# Moisture-proofing chimney box wall penetration



## custom_co (Jan 2, 2007)

faithmyeyes said:


> Hello,
> 
> I'm looking to mount an antenna mast to the side of my chimney, and run the antenna wires inside to connection points in the attic.
> 
> ...


 why do you need to put on chimney / change to sky this will give new digital and more programmes televisions are on there way out plasma/lcd hdmi would not waste time or money on an outside ariel. but put steel angle iron down each corner spreading the pressure you can bolt plate strips corner to corner or weld then attache the band type ariel pole at no time would you need to bolt through the chimmey .. hope it helps regards mike. ps remember to paint any steelwork with at least 3 coats of metal paint prior to fitting ..also plastic strip between metal and chimney trimmed to finish..


----------



## faithmyeyes (Jan 5, 2007)

custom_co said:


> televisions are on there way out plasma/lcd hdmi would not waste time or money on an outside ariel.


I didn't say it was for a television aerial.  It will actually be for a two-way radio base station.



> but put steel angle iron down each corner spreading the pressure you can bolt plate strips corner to corner or weld then attache the band type ariel pole


 Now that's a pretty cool idea.
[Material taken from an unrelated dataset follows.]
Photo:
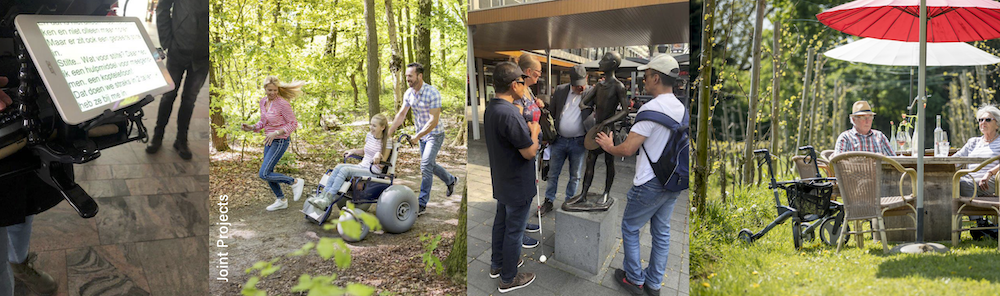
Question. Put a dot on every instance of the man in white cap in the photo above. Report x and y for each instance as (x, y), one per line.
(649, 201)
(862, 137)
Thanks! Although I'm still left with the problem of how to get the cables through the roof. I _could_ go off the roof and in under the eaves, but long antenna cable runs aren't so great for a two-way radio setup. That much extra cable would be significantly more expensive, too.

Thanks,
Josh


----------



## custom_co (Jan 2, 2007)

faithmyeyes said:


> I didn't say it was for a television aerial.  It will actually be for a two-way radio base station.
> 
> Now that's a pretty cool idea. Thanks! Although I'm still left with the problem of how to get the cables through the roof. I _could_ go off the roof and in under the eaves, but long antenna cable runs aren't so great for a two-way radio setup. That much extra cable would be significantly more expensive, too.
> 
> ...


 right radio.. is your chimney just a duct (box) if so the heater duct in my house is full of electric cables waste pipe water pipes ariel hdmi scart you name it so if you drill a hole in the side of chimney lower cable down seal with silicon / after application wet your finger smooth round for a nice finish regards mike p.s. do not damage the duct some gas ducts are galvinised steel some are like silver paper. i,m guessing that ,s what it is .. the other option is run it down the wall if its brick , hammer drill through with a long bit you can do it inside to outside just like sky installers or telephone engineers once again seal with silicon there is amps available to boost signal strength . remember any corners taken tie the cable bit of soft material under the cable . wind rubs the cable damaging it then your running round like a headless chicken trying to kick the dog when things go wrong / and of coarse the wife already buried out the back. oh, when you drill the wall make sure no electric cable behind the wall use a cable finder then keep your fingers crossed , my mate put 4 nails in a wall found a gas pipe and two electric cables, all the best..maybe a tv ariel booster would boost radio signal as as it boosts both pic. and sound prior to separation in tv. never tried it but it would not harm to try / someone might pop in a shillings worth on that subject. or:jester:


----------